The draft #genome of sweet orange: Nearly 30K genes in only ~370 Mb + #RNAseq to find key Vitamin C genes
http://www.nature.com/ng/journal/v45/n1/full/ng.2472.html

The authors present a draft genome of sweet orange (Citrus sinensis) which covers 87.3% of the relatively compact orange genome
(approximately 367 Mb). Self-alignment of the citrus genome sequences identified one ancient triplication event, which was shared with a number of diverse plants including Arabidopsis thaliana, and no recent whole genome duplication events partially explaining the compact size of its genome. A combination of short sequence repeat (SSR) and SNP markers revealed that sweet orange is an interspecific hybrid between pummelo and mandarin (1:3 in genome composition with female of pummelo origin). Characterization of the unique protein coding genes in the citrus genome and the transcriptome analysis (RNA-Seq and RNA-PET) derived from different tissues in the citrus plant were used to identify the specific genes that are involved in the accumulation of Vitamin C in its fruit (the rate limiting GalUR in the galacturonate pathway is present in 12 copies which are developmentally regulated). Overall, the genome has almost 30,000 genes.

The draft genome of sweet orange (Citrus sinensis).
Xu Q, Chen LL, …., Ruan Y.
Nat Genet. 2013 Jan;45(1):59-66.
PMID: 23179022

Comprehensive long-span paired-end-tag mapping reveals characteristic patterns of structural variations in epithelial cancer genomes – Genome Res.

December 27, 2013

Long-span PET mapping reveals characteristic patterns of #SVs in… cancer [v norm] genomes, but no MEIs or small events
http://genome.cshlp.org/content/early/2011/04/05/gr.113555.110.abstract

The described study used long paired-end-tags (PET) to analyze and compare SVs in cancer and normal genomes. It determined the prevalence of different types of SVs in normal and cancer sample. Overall, the results are interesting and convincing on a qualitative level; however, for the reasons outlined below, more precise and quantitative delineation of the observed effects is highly desirable.

1) Small sample size of normal genomes (only 2 normal genomes)

2) Validation rate was low (< 77%) for everything except deletions, and for singletons it was even lower. .

3) Long PET is not good for finding smaller events (few kbps). Thus, this analysis missed smaller scale SVs and cancer rearrangements.

4) While there is a discussion about breakpoints and associated repeats, it is not very informative as breakpoint locations were not determined to basepair resolution.
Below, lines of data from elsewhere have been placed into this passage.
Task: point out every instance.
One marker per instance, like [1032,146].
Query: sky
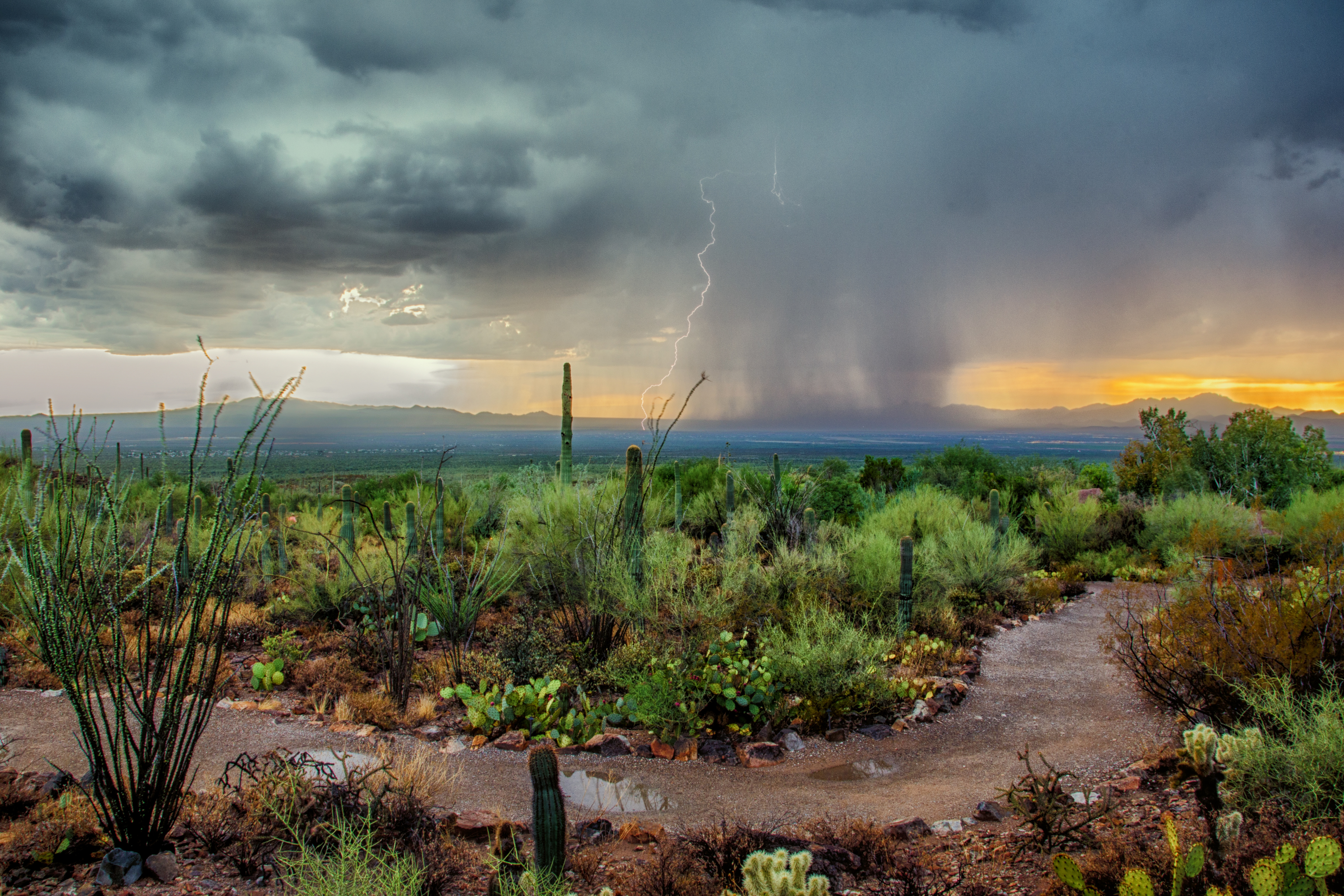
[1014,203]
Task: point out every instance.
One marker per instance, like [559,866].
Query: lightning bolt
[777,191]
[709,283]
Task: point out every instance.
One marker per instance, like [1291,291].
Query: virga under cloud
[975,181]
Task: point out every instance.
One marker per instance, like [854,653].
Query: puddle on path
[611,792]
[861,770]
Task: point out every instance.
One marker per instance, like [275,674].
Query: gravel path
[1046,684]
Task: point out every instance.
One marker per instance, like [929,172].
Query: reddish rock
[514,741]
[641,832]
[908,829]
[1124,785]
[761,755]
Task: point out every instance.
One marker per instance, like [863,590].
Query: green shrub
[1296,755]
[1198,524]
[820,655]
[968,559]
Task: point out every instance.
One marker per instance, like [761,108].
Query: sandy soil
[1046,684]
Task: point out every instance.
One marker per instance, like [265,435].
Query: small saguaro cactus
[677,496]
[779,874]
[439,516]
[908,584]
[633,507]
[268,676]
[549,824]
[728,496]
[566,429]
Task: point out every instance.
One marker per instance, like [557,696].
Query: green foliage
[781,875]
[1263,458]
[268,675]
[1296,755]
[1279,875]
[284,647]
[1197,524]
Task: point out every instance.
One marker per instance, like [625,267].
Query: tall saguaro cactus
[908,584]
[677,496]
[568,429]
[347,520]
[549,825]
[633,508]
[439,516]
[728,498]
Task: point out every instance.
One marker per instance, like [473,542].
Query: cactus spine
[566,429]
[783,875]
[347,519]
[633,510]
[439,516]
[677,496]
[728,496]
[548,810]
[908,584]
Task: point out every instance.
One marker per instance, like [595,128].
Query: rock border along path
[1046,683]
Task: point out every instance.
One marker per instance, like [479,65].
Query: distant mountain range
[326,424]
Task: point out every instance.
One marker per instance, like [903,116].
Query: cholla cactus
[781,875]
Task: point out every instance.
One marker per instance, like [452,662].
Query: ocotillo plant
[633,508]
[566,430]
[347,520]
[677,496]
[728,498]
[549,827]
[908,584]
[439,516]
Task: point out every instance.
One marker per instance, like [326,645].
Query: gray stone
[120,867]
[163,866]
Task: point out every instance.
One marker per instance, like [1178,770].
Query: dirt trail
[1046,684]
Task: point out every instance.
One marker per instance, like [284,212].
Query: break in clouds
[909,185]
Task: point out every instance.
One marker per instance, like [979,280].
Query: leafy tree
[1263,458]
[1163,461]
[882,475]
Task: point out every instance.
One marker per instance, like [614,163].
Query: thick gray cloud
[952,179]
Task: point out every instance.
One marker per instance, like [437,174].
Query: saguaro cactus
[566,429]
[677,496]
[347,519]
[728,498]
[908,584]
[633,508]
[549,827]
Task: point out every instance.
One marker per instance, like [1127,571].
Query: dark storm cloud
[951,171]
5) No MEI were considered — particularly, no cancer MEI were considered in the analysis, while recently it was found that somatic retrotransposition occurs in cancer (Lee et al., PMID: 22745252)..
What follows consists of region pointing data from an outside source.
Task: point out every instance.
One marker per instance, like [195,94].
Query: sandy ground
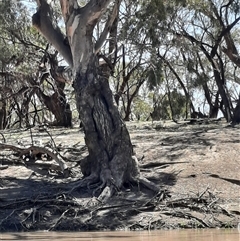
[196,166]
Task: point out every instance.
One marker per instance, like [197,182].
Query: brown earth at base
[197,167]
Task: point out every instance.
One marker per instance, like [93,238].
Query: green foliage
[155,75]
[141,109]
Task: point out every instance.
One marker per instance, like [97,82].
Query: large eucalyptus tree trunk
[110,161]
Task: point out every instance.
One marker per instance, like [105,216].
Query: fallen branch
[32,150]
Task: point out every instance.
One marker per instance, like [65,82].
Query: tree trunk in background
[236,113]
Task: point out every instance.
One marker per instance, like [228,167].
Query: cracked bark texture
[110,162]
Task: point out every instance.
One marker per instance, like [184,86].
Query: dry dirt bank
[196,166]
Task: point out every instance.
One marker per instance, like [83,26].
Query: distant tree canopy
[194,45]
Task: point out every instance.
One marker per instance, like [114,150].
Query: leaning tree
[110,162]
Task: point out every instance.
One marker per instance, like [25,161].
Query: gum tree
[110,162]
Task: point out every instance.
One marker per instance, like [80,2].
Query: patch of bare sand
[198,166]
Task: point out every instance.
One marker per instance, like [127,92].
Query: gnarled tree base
[110,181]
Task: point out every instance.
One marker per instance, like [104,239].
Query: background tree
[23,64]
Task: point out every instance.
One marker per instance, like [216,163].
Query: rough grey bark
[110,161]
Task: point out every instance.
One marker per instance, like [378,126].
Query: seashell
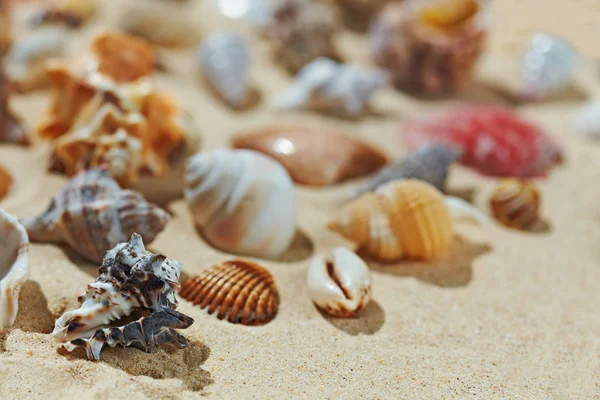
[327,86]
[25,62]
[92,214]
[429,164]
[5,182]
[495,141]
[11,129]
[14,266]
[516,203]
[130,279]
[313,156]
[242,202]
[587,120]
[429,46]
[72,13]
[402,219]
[240,290]
[340,285]
[225,60]
[547,66]
[166,23]
[301,31]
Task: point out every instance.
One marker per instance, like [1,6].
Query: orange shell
[515,203]
[240,290]
[401,219]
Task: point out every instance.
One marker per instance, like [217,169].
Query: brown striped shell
[515,203]
[240,290]
[402,219]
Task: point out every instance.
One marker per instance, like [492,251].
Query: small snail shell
[340,285]
[243,202]
[515,203]
[409,218]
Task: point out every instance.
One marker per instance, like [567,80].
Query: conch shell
[130,279]
[14,266]
[406,219]
[325,85]
[225,60]
[242,202]
[92,214]
[340,285]
[240,290]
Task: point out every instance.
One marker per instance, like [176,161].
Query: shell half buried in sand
[340,284]
[131,278]
[14,266]
[242,202]
[240,291]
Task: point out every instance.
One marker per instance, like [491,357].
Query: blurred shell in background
[14,266]
[312,156]
[339,89]
[242,202]
[225,61]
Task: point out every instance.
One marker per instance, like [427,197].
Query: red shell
[495,141]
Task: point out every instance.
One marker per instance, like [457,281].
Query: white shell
[587,120]
[14,266]
[225,59]
[547,65]
[340,285]
[25,61]
[243,202]
[340,88]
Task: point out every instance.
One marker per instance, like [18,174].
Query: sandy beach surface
[503,315]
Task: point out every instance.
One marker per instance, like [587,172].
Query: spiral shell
[243,202]
[92,215]
[401,219]
[516,203]
[240,290]
[14,266]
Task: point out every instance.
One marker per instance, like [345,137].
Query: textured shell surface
[92,214]
[242,201]
[225,60]
[14,266]
[25,61]
[429,164]
[329,86]
[340,284]
[240,291]
[516,203]
[131,278]
[314,156]
[405,219]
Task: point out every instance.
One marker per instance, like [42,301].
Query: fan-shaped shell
[243,202]
[516,203]
[401,219]
[239,290]
[14,266]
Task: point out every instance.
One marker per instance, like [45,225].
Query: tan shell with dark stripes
[239,290]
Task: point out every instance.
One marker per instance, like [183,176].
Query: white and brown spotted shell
[92,214]
[239,290]
[242,201]
[14,266]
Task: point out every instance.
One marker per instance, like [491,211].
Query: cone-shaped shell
[14,266]
[401,219]
[239,290]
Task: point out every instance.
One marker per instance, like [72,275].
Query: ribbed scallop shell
[92,214]
[239,290]
[401,219]
[515,203]
[14,266]
[242,201]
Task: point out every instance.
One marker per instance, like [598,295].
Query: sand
[504,315]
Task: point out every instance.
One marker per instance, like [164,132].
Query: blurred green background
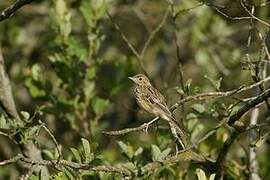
[66,59]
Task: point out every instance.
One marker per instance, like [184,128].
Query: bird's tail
[179,132]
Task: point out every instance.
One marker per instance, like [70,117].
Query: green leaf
[48,153]
[99,105]
[126,149]
[35,91]
[164,154]
[201,174]
[187,86]
[86,9]
[199,108]
[212,177]
[36,72]
[91,72]
[155,153]
[76,154]
[215,83]
[25,115]
[138,151]
[87,150]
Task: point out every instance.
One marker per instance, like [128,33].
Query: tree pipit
[152,101]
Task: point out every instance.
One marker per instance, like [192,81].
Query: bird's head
[141,80]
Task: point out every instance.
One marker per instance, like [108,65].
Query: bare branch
[250,104]
[8,12]
[219,94]
[6,97]
[128,130]
[74,165]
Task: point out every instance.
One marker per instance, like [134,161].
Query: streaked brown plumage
[152,101]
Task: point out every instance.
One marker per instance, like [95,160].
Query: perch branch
[8,12]
[128,130]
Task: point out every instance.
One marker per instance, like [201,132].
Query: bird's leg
[149,123]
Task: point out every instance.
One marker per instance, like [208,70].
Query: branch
[249,105]
[65,163]
[182,156]
[219,94]
[6,97]
[128,130]
[220,162]
[6,13]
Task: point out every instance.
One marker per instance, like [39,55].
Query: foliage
[69,63]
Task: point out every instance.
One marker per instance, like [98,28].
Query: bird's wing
[158,100]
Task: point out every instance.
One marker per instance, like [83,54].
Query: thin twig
[74,165]
[252,16]
[219,94]
[53,138]
[14,7]
[249,105]
[128,130]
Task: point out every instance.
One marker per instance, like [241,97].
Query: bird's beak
[132,78]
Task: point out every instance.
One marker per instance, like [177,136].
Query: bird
[153,102]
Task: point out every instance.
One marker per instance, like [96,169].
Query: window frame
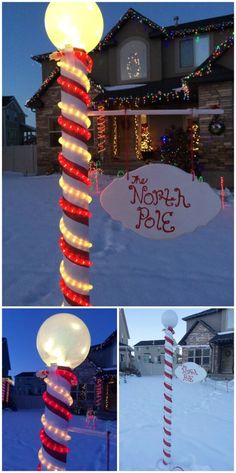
[137,79]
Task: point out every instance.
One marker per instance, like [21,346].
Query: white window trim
[138,79]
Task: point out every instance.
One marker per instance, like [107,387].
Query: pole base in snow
[160,466]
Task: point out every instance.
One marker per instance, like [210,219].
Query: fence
[20,159]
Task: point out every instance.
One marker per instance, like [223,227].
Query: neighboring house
[97,379]
[142,65]
[125,351]
[7,382]
[149,357]
[14,129]
[209,340]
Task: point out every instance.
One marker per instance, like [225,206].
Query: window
[194,51]
[146,357]
[206,356]
[201,356]
[190,355]
[133,60]
[54,132]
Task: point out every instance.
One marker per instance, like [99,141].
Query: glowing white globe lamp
[77,24]
[169,318]
[75,28]
[64,340]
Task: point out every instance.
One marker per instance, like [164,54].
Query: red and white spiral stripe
[54,433]
[74,159]
[168,375]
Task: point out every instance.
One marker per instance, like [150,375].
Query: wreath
[216,126]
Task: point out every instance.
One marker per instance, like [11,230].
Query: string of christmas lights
[101,132]
[115,138]
[206,67]
[54,433]
[74,159]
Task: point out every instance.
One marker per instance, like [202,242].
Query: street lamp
[63,342]
[75,29]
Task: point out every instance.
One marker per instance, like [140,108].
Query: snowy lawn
[194,269]
[202,431]
[21,443]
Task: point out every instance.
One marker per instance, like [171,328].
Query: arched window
[133,60]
Comprehensive long-span paired-end-tag mapping reveals characteristic patterns of structural variations in epithelial cancer genomes –

Hillmer AM, Yao F, Inaki K, Lee WH, Ariyaratne PN, Teo AS, Woo XY, Zhang Z, Zhao H, Ukil L, Chen JP, Zhu F, So JB, Salto-Tellez M, Poh WT, Zawack KF, Nagarajan N, Gao S, Li G, Kumar V, Lim HP, Sia YY, Chan CS, Leong ST, Neo SC, Choi PS, Thoreau H, Tan PB, Shahab A, Ruan X, Bergh J, Hall P, Cacheux-Rataboul V, Wei CL, Yeoh KG, Sung WK, Bourque G, Liu ET, Ruan Y.

Genome Res. 2011 May;21(5):665-75. doi: 10.1101/gr.113555.110. Epub 2011 Apr 5.